Numerical variables were expressed as median (variation) and compared by the Mann-Whitney test, or as mean and standard deviation and compared by Student t test. Categorical variables were expressed in number and percentage and compared by the chi-square or Fisher's exact test. Factors associated with development scores were examined by univariate and multiple linear regression analysis. The univariate analysis included factors that, from the clinic point of view, could influence the development scores. The multiple linear regression analysis included up to five variables in each model, according to their clinical and/or statistical significance (p < 0.2).

Statistical analyses were performed in the SPSS software for Windows, version 17.0 (Chicago, IL, USA), and statistical significance level was established at 5%.

 

Results

Among the 177 children born from January 2007 to July 2008, it was not possible to locate the medical records of two (1.1%). Out of the 175 children identified, 66 (37.7%) progressed to death in the unit, and 109 (62.3%) were discharged. Among these, 25 (22.9%) parents chose not to attend the outpatient clinic. Out of 84 children enrolled, 18 (21.4%) abandoned the follow up before the study and one (1.2%) was excluded by congenital error of metabolism. Out of 65 children under follow up at the time, six (9.2%) were not included due to refusal of parents and one (1.5%) did not cooperate in the testing. Therefore, 58 (89.9%) eligible children were studied, who were effectively being monitored, which corresponded to 53.7% of the children who were discharged from the neonatal unit and met the inclusion criteria (Figure 1).

 

 

There was a comparative analysis between the preterm neonates included, and those who were not included in the study, in relation to the main maternal and neonatal variables that could influence the developmental scores (Table 1). We observed that both groups differed only in maternal age or in the use of antenatal corticosteroids. These two variables were then tested in the univariate regression model, showing that none of them were significant for any of the areas of development (p > 0.2).

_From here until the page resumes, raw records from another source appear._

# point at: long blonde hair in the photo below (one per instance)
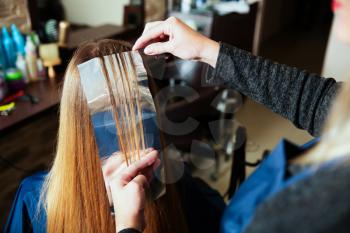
(335, 139)
(74, 193)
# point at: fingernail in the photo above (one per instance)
(148, 50)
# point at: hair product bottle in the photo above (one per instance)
(18, 39)
(31, 59)
(9, 47)
(22, 66)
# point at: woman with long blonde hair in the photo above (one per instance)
(77, 193)
(73, 196)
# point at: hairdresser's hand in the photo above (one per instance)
(175, 37)
(128, 186)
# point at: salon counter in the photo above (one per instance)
(48, 94)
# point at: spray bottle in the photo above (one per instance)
(18, 39)
(31, 59)
(9, 47)
(22, 66)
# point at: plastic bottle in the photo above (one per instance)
(18, 39)
(9, 47)
(3, 61)
(31, 59)
(41, 69)
(3, 86)
(22, 66)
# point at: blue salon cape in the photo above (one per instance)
(265, 182)
(24, 216)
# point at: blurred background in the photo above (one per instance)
(38, 38)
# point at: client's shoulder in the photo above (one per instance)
(315, 204)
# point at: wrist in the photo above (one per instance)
(129, 222)
(209, 52)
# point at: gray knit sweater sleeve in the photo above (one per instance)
(301, 97)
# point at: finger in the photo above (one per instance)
(134, 169)
(151, 34)
(151, 25)
(156, 164)
(112, 163)
(141, 180)
(158, 48)
(146, 152)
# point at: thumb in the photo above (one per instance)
(158, 48)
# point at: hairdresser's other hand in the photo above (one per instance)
(128, 187)
(175, 37)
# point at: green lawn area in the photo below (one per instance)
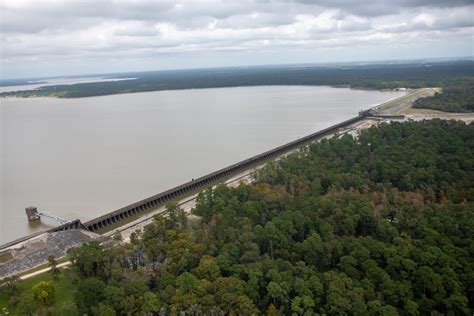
(5, 256)
(64, 289)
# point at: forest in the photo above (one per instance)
(381, 224)
(361, 76)
(454, 98)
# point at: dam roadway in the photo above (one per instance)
(135, 210)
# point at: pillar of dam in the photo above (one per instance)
(32, 213)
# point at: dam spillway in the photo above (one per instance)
(121, 215)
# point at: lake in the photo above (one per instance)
(81, 158)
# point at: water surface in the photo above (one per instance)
(80, 158)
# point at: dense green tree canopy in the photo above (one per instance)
(379, 225)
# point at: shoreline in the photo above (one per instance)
(188, 202)
(14, 97)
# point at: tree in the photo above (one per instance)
(89, 294)
(43, 292)
(54, 269)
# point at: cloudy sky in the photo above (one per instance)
(53, 37)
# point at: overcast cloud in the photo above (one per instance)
(51, 37)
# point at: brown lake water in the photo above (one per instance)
(80, 158)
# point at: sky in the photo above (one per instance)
(42, 38)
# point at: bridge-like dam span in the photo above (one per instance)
(115, 218)
(125, 214)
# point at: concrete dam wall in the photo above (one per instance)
(129, 212)
(115, 217)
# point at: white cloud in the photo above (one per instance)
(53, 33)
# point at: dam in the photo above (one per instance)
(123, 215)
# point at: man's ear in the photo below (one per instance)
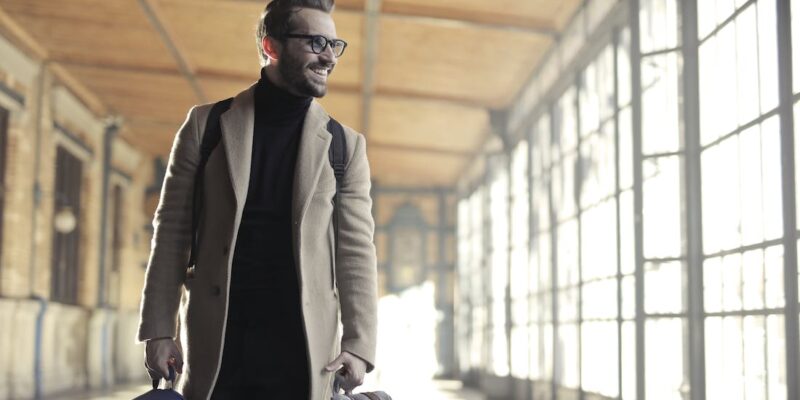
(272, 47)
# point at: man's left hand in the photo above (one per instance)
(353, 370)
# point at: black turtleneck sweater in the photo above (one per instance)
(263, 257)
(265, 349)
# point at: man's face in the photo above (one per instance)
(304, 72)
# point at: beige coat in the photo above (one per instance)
(330, 290)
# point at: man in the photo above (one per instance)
(263, 321)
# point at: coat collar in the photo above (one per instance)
(237, 136)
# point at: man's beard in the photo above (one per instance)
(295, 75)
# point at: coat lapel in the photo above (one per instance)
(312, 154)
(237, 137)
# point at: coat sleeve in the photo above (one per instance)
(170, 246)
(356, 262)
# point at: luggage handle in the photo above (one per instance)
(170, 379)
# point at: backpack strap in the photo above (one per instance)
(337, 153)
(211, 137)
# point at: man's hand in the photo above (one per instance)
(354, 370)
(159, 354)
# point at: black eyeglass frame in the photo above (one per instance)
(312, 38)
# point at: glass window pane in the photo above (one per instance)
(565, 120)
(568, 305)
(771, 178)
(752, 213)
(732, 282)
(773, 266)
(625, 149)
(746, 66)
(663, 291)
(519, 352)
(563, 189)
(664, 358)
(712, 284)
(599, 241)
(795, 5)
(753, 279)
(661, 211)
(535, 358)
(596, 95)
(768, 54)
(724, 367)
(626, 245)
(624, 68)
(658, 20)
(499, 351)
(717, 84)
(776, 357)
(599, 299)
(628, 297)
(660, 103)
(600, 357)
(628, 360)
(720, 196)
(566, 369)
(567, 257)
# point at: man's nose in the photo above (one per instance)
(328, 56)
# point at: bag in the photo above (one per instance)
(337, 384)
(162, 394)
(337, 155)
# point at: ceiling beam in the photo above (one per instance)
(249, 78)
(375, 144)
(438, 14)
(371, 29)
(156, 18)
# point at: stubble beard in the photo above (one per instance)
(295, 74)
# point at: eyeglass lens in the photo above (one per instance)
(319, 42)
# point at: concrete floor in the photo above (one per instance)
(437, 390)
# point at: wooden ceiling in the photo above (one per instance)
(418, 78)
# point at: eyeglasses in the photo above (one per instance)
(319, 43)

Bayley scales were administered on average at corrected age of 20.6±1.8 months, during 60 to 120 minutes.

Among the children assessed, four (6.9%) presented cognitive impairment; four (6.9%), motor; 17 (29.3%), language; 16 (27.6%), social-emotional; and 22 (37.9%), adaptive behavior.

Children with cognitive impairment presented lower Apgar scores at 1 minute (5.0±1.8 vs. 7.3±1.6; p = 0.008) and at 5 minutes (7.3±1.5 vs. 8.8±0.6; p < 0.001) and higher frequency of clinical sepsis (100 vs. 35.2%; p = 0.021), compared to those without cognitive impairment. In the presence of motor changes, lower Apgar scores at 5 minutes were observed (7.5±15 vs. 8.7±0.7; p = 0.015) and higher incidence of periventricular leukomalacia (40 vs. 3.8%; p = 0.034). Language disorder occurred more frequently in males (65.9 vs. 17.6%; p = 0.001), in children with peri-intraventricular hemorrhage (82.4 vs. 51.2%; p = 0.027) and with longer hospitalization (72±29 vs. 49±19 days; p = 0.002). Changes in adaptive behavior were more frequent in the presence of periventricular leukomalacia (18.2 vs. 2.8%; p = 0.043).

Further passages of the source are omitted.